Девушка подняла на него взгляд, в котором, кроме недоумения, было, пожалуй, презрение к человеку, задавшему нелепый вопрос.
— Простите, — Лайма сцепила пальцы. — Я наговорила много глупостей. Конечно, это не Том. Том умер. Тома похоронили, и я видела, как гроб опускали в могилу. Мы можем сейчас поехать на кладбище и убедиться в том, что могила не вскрыта. Вы поедете со мной?
— Лайма… — Какие нелепые мысли приходят ей в голову!
— Вы поедете со мной? — настойчиво переспросила Лайма. — Иначе я поеду одна.
— Поеду, — решился Леонид. Он понятия не имел, где находится городское кладбище, но представлял, как оно выглядит в темноте. Похоже, они странным образом поменялись ролями. Лайма уверила себя, что человек на экране не может быть Томом, несмотря даже на табличку, удостоверявшую личность. А он-то хотел рассказать ей о своей идее.
Вечера в Ваймеа были прохладными даже летом, когда дневная температура поднималась до сотни градусов по Фаренгейту. А сегодня с вершины Мауна Кеа спустились холодные струи воздуха, на полпути сгустив в туман скопившуюся влагу. Выйдя из дома, Лайма и Леонид погрузились в белесое облако, сквозь которое слабо светили фонари, обозначавшие линию улицы.
— Я поведу, хорошо? — сказал Леонид.
— Да.
В тумане плавали тени домов, тени, похожие на людей, и тени, вообще ни на что не похожие, а когда улица кончилась, упал мрак, и фары выхватывали из темноты черный асфальт, будто трамплин для прыжка в неизвестное. Заверещал мобильник в кармане Леонида. Наверняка Папа.
— Ответьте, пожалуйста, — попросил Леонид. — И покажите, где свернуть, я не вижу указателей.
— На первой развилке — направо.
Лайма достала мобильник из кармана куртки Леонида. Он почувствовал ее прикосновение к своей груди — теплое и быстрое.
— Это мисс Тинсли. Леонид не может ответить, он ведет машину. Мы… извините… мы перезвоним позже. Сейчас направо.
Леонид непременно пропустил бы поворот. Направо вела узкая извилистая дорога, фары выхватывали дерево, куст, крутой холм, опять дерево. Слева, наверно, был обрыв, там возвышалась стена тьмы.
— Что сказал Папа?
— Я не расслышала. Осторожно, сейчас поворот налево.
Как Лайма ориентировалась в таком мраке?
Дорога, ответвившаяся влево, оказалась широкой, Леонид нажал на педаль газа, но Лайма сказала:
— Не нужно, мы подъезжаем.
Безумие. Ехать на кладбище, чтобы убедиться в том, что могила на месте? Не будут же они ее вскрывать… В мыслях представилась эта процедура, и Леонид помотал головой.

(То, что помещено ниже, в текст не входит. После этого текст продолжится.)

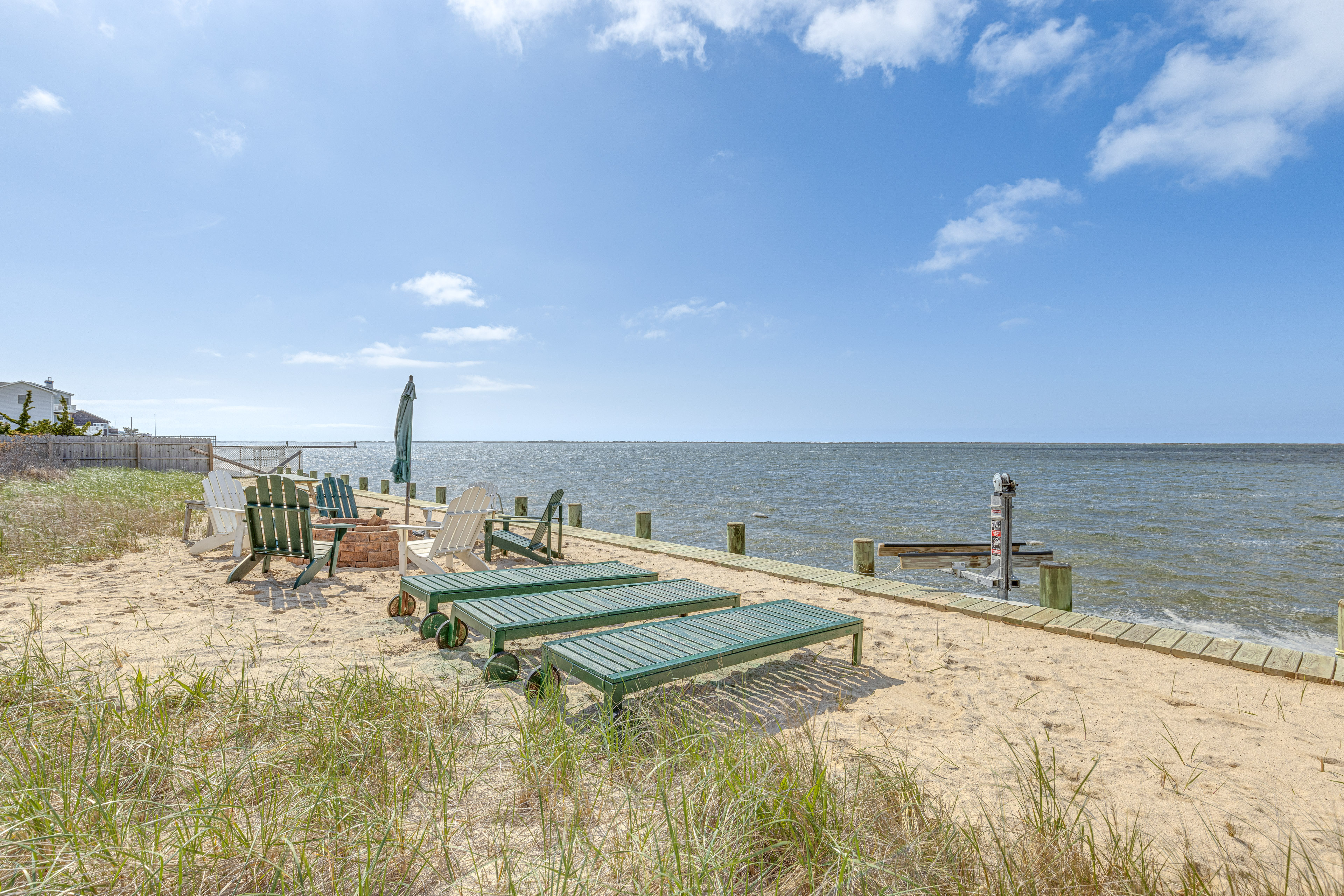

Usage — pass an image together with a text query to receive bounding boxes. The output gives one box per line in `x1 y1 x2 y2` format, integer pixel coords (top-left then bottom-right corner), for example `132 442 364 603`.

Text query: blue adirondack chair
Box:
315 475 386 520
224 475 356 588
485 489 565 563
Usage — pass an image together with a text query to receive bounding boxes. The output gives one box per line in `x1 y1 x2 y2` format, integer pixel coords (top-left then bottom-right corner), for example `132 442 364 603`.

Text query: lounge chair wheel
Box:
421 610 448 641
483 650 523 681
434 619 473 647
527 668 560 703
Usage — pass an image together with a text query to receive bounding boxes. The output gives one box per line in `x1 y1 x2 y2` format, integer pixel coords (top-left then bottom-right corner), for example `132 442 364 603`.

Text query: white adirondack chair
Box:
392 488 491 575
419 482 503 529
187 470 247 557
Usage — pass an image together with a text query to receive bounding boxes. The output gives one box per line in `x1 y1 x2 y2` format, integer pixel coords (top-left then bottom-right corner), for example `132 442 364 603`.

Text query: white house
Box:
0 379 75 423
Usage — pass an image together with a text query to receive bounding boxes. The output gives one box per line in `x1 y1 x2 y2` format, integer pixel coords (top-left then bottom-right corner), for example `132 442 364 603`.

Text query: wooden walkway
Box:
551 527 1344 685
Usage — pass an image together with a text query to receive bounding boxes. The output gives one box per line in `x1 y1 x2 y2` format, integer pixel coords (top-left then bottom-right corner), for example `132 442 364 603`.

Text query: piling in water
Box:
728 523 747 553
853 539 872 575
1040 562 1074 613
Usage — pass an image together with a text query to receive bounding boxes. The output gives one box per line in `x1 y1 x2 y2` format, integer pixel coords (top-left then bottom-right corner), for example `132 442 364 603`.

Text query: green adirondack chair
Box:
224 475 355 588
313 475 386 520
485 489 565 563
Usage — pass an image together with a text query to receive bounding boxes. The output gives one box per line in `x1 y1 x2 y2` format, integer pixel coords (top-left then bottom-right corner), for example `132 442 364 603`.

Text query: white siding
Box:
0 383 74 422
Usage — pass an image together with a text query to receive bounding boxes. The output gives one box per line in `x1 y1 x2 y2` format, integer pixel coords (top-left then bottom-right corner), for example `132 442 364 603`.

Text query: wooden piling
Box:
853 539 874 575
728 523 747 553
1040 562 1074 613
1335 600 1344 657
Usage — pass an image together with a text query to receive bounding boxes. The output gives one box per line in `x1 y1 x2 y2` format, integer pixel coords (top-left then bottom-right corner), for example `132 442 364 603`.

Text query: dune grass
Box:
0 633 1340 896
0 467 204 576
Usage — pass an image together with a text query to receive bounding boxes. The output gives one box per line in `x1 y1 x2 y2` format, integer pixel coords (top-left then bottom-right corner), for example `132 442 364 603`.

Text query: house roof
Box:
0 380 75 398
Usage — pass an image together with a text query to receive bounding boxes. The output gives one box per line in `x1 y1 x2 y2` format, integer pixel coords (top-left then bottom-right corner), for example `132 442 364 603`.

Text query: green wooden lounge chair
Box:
408 560 659 638
224 475 355 588
438 579 742 681
527 600 863 713
313 475 386 520
485 489 565 563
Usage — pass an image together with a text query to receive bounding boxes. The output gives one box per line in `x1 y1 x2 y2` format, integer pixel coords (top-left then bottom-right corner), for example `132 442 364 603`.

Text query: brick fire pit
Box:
290 516 397 570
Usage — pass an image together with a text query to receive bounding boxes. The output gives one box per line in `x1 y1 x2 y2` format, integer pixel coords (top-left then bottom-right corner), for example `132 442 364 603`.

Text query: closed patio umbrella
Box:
392 376 415 525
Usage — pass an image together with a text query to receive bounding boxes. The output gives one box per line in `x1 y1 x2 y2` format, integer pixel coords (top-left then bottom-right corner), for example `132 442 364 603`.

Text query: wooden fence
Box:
0 435 212 473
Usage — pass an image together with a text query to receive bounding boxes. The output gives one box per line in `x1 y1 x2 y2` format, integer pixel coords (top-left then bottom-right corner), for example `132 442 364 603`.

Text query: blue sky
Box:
0 0 1344 442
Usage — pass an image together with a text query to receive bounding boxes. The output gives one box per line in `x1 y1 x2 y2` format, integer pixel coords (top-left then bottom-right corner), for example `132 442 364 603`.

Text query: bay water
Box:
302 442 1344 653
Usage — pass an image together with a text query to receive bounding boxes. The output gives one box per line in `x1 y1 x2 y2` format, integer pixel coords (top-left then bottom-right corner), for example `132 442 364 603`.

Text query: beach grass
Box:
0 627 1340 896
0 467 204 576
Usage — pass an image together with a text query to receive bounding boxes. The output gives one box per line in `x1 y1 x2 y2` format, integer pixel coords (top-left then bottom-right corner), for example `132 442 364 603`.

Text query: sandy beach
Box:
0 497 1344 858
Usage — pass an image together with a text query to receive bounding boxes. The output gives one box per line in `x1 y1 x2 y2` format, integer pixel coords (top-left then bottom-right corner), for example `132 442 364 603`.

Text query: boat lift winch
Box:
878 473 1055 600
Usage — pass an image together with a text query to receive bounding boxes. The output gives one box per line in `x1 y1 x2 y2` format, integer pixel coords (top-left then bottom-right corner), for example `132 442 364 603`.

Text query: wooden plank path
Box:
440 579 742 654
546 527 1344 685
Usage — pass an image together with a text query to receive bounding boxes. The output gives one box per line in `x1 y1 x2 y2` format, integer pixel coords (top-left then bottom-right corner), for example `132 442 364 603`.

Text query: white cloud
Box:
448 0 576 52
433 376 532 392
448 0 976 77
915 177 1080 271
285 352 351 365
285 343 460 368
421 326 517 343
800 0 976 78
395 271 485 308
1091 0 1344 183
13 87 70 115
191 115 247 158
621 298 733 339
970 16 1093 104
663 298 733 321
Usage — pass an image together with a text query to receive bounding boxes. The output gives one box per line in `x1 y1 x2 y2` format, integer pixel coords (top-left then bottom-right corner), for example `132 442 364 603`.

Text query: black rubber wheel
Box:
481 650 523 681
434 619 470 647
421 610 448 641
527 668 560 703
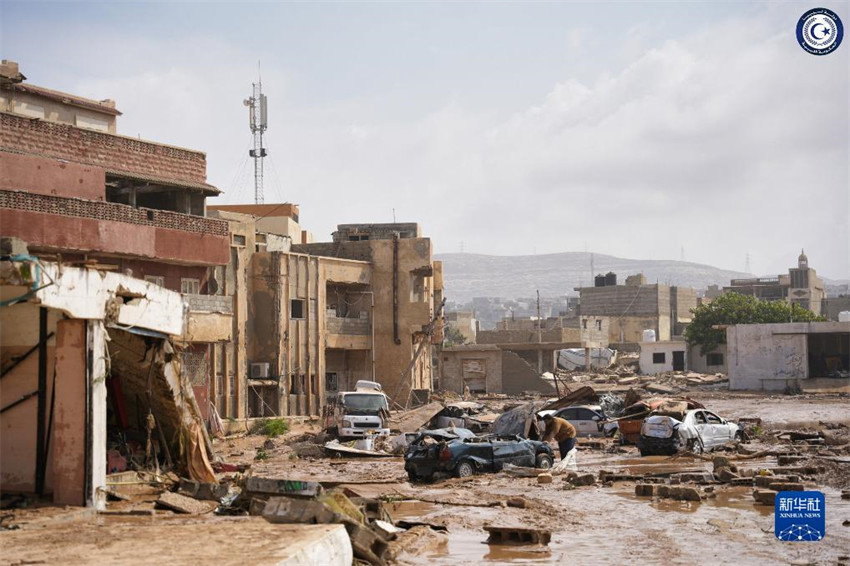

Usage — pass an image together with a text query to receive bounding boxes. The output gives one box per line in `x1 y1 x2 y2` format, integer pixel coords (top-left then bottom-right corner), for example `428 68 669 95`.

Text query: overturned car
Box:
637 409 744 456
404 428 554 481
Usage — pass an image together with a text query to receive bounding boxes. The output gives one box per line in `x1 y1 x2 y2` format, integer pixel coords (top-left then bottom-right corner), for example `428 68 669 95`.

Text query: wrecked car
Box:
637 409 744 456
404 428 554 481
537 405 619 437
617 399 705 444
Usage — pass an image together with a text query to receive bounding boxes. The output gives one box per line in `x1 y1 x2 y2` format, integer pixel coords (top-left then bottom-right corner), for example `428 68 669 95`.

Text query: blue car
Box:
404 428 554 481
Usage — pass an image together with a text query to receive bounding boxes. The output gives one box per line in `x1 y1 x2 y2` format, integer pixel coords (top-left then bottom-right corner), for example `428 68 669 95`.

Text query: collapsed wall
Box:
502 351 555 395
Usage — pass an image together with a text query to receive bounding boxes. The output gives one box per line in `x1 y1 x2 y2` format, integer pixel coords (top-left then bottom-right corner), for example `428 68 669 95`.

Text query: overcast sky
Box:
0 1 850 279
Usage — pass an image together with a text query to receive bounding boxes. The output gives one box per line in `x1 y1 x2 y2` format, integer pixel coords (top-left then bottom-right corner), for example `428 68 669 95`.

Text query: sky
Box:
0 0 850 279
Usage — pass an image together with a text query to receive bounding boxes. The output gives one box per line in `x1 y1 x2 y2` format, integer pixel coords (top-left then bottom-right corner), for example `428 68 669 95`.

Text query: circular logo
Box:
797 8 844 55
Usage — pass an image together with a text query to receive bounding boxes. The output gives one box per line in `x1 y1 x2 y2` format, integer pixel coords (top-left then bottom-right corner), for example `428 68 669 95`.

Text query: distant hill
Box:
436 252 753 303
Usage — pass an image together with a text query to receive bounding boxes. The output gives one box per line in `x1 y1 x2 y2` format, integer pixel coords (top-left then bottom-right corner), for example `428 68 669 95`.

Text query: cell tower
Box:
243 70 269 204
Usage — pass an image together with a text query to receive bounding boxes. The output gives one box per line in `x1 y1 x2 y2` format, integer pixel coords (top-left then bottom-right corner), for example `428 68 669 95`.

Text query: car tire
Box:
534 454 552 470
690 438 705 454
455 460 475 478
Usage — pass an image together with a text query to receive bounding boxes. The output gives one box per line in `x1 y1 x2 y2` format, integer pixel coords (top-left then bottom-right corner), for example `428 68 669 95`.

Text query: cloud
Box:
34 6 850 278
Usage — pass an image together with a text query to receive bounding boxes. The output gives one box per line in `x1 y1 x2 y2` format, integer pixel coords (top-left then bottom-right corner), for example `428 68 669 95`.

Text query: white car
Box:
638 409 744 456
537 405 618 438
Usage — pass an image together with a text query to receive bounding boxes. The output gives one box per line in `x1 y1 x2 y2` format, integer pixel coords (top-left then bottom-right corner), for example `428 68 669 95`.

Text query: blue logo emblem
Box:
797 8 844 55
773 491 826 542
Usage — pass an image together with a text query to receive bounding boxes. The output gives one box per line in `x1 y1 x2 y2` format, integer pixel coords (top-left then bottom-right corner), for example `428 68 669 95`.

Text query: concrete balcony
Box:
325 313 372 350
183 294 233 343
0 190 230 266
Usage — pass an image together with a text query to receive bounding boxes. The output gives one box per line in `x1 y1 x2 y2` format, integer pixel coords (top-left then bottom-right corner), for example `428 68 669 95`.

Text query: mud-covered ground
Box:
0 392 850 564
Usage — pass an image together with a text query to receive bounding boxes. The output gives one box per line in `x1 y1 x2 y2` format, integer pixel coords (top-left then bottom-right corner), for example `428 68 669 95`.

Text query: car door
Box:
705 411 731 446
573 408 600 436
685 410 713 449
557 407 586 436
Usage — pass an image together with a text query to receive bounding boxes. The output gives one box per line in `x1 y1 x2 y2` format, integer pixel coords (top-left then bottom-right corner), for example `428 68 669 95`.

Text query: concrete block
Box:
537 472 552 484
245 476 322 497
753 489 778 505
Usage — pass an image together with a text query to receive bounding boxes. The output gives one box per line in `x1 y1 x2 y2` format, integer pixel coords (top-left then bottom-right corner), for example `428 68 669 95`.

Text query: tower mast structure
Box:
244 71 269 204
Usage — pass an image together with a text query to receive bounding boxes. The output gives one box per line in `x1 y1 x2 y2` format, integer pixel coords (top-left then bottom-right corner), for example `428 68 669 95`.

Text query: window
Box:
180 277 201 295
14 101 44 119
289 299 304 318
74 114 109 132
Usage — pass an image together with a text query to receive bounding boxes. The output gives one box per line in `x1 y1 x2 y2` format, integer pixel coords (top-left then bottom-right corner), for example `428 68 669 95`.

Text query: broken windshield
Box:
343 393 389 414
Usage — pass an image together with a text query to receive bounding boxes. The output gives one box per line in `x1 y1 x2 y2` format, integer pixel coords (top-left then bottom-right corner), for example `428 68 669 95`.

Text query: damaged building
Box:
575 273 697 348
200 213 442 419
0 61 225 505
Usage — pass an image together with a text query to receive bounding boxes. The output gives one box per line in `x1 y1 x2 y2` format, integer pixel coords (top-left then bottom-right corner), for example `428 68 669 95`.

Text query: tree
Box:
685 293 826 355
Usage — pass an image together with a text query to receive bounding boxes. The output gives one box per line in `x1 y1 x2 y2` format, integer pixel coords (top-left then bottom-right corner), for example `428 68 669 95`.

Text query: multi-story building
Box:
576 273 697 345
0 61 227 510
200 215 442 418
723 251 826 314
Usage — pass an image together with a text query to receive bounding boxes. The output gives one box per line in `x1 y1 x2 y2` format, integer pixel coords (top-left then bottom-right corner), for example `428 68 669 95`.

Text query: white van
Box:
334 380 390 439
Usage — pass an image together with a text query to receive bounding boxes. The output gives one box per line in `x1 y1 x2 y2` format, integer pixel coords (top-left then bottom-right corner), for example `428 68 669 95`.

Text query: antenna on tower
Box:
243 61 269 204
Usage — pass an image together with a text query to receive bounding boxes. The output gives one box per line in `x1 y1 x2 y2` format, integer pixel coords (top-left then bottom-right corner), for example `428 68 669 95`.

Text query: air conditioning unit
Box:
251 362 270 379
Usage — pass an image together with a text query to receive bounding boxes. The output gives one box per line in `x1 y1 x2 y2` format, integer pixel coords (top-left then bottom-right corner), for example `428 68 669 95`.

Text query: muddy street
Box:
0 392 850 565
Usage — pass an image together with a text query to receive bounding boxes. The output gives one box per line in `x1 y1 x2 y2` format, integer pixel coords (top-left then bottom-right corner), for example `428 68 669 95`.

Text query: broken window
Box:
180 277 201 295
410 273 428 303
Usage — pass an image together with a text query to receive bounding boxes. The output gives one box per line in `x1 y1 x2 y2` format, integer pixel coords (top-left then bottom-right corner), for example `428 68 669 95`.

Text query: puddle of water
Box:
424 530 565 564
612 486 773 517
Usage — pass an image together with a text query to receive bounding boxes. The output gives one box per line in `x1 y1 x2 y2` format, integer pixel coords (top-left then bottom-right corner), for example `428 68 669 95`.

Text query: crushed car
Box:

Ворота оказались закрыты. Конечно. Кто в здравом уме и твердой памяти…
Лайма вышла из машины.
— Идемте, — сказала она. — Там дверца, видите?
Здесь было еще холоднее. Пожалуй, даже в Верхнем доме в это время суток бывало теплее, хотя и выше на пару сотен метров.
Мобильник, оставленный Лаймой на сиденье, заверещал.
— Идемте, — повторила Лайма, и он пошел, спрятав ладони под мышки и ощутив чье-то дыхание: не Лаймы, она шла в двух шагах впереди, и он слышал звук ее шагов, мелкие камешки хрустели под ногами, и кто-то определенно дышал ему в ухо. Леонид оглянулся: конечно, никого. И звук дыхания пропал. Замолчал и телефон в машине. Камешки больше не хрустели. Леонид догнал Лайму и, споткнувшись о камень, ухватил девушку за руку.
— Держитесь за меня, — тихо произнесла Лайма, — я знаю дорогу.
Осторожно переставляя ноги и цепляясь за локоть Лаймы, как за альпинистский трос, Леонид начал различать окружающее. Не так здесь было темно, как он вообразил, выбравшись из машины. Луна не светила, но сверкали звезды. Их лучи будто не сразу достигли земли, какое-то время блуждали в атмосфере, выбирая дорогу, и, наконец, найдя путь, засияли, как сотни тысяч отверстий в мироздании, из которых изливался на землю не свет, а чьи-то мысли, жизни, неосуществленные желания. Леонид много раз бывал ночью под звездами — и на Кавказе, и в Крыму, и в Казахстане, на Алтайской обсерватории, и, конечно, на Мауна Кеа, когда они выходили на смотровую площадку Кека-1 подышать прохладным ночным воздухом, — но никогда еще у него не возникало ощущения, будто за ним наблюдают сверху. Ему казалось, что звездный свет не поливал землю, но тщательно прочерчивал дорожку между металлическими оградами, не мешая мертвым лежать в темноте потустороннего мира.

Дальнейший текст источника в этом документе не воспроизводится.